Menjelang siang, kita memutuskan untuk having lunch alias makan siang di foodcourt. Disana, aku memesan nasi goreng hotplate dan coffee choco caramel, sedangkan dia memesan mi goreng hotplate dan capucino coffee. Kami menikmati makan siang sembari ngobrol bak sudah bertahun-tahun tak berjumpa. Dia kembali bercerita tentang temannya yang juga teman SMA kita dulu, kost-annya, cewek-cewek dan cowok-cowok di kampusnya, sampai cucian baju (masalah utama anak kost) pun kebahas juga. Begitu pula aku, Aku menceritakan pengalamanku menjadi guru privat anak SMA yang honornya masih belum seberapa, tentang proyek konsorsium, tentang harga makanan yang murah meriah di Yogya, sampai introgasi dia soal someone. hehe (yang itu nggak perlu disebutin). 
Selepas makan siang, dia minta aku nganterin dia buat nyampulin buku di tempat fotokopian. Di sana, kita ngobrol lagi (biasalah cewek kalo nggak ngobrol mau ngapain? bengong aja?). Yang kita bicarakan sekarang mengenai buku. Buku tebal ala anak kedokteran. Ya, buku yang dia sampulin itu kira-kita tebalnya sepuluh senti dan aku nggak pernah bermimpi bakalan lunas baca buku setebal itu. Kalo dia mah, nggak usah diraguin lagi, kan calon dokter. Hehe. 
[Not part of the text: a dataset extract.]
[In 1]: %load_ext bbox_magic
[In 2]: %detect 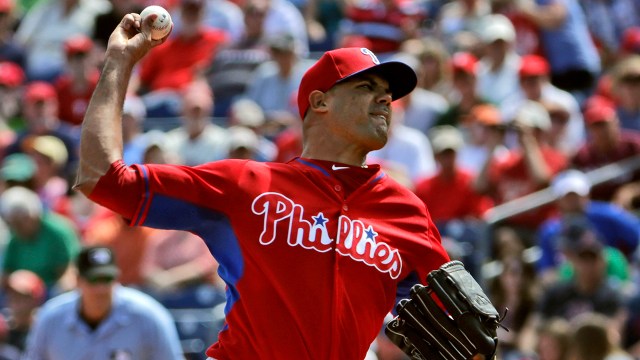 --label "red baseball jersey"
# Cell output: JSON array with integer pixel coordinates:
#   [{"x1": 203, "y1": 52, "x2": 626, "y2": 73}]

Setelah sedikit intermezo tentang bukunya, kita tetap melanjutkan pembicaraan. Kali ini menyangkut masa lalunya. Dulu, tepatnya dua tahun yang lalu dia pernah mau disidang oleh teman-teman sekelasku karena dugaan penyimpangan. Teman-temanku menduga gambar yang katanya dia gambar bukanlah karya originalnya alias buatan orang lain. Mereka protes karena nilai mapel seninya selalu bagus karena gambarannya yang sangat mendekati perfect. Namun, dasar dari tuduhan mereka itu karena mereka nggak pernah liat dia menggambar, timbullah curiga buta itu. Dia yang kutanya tentang alasannya nggak pernah gambar di depan orang lain menjawab kalau memang dirinya nggak bisa menggambar dilihatin orang banyak. Ya semacam kalau belajar gitu lah, perlu konsentrasi penuh. 
Nah, itulah akhir perbincanganku dengan dia. Untuk dia yang di sana... Hopefully you'll enjoy read this! Untuk pembaca yang lain, hikmah yang bisa diambil yaitu jangan pernah menyepelekan sebuah pertemuan, karena dengan pertemuan, meskipun singkat bisa mendatangkan kebaikan, baik untuk diri sendiri maupun orang lain. Saya DNA, Salam Semangat!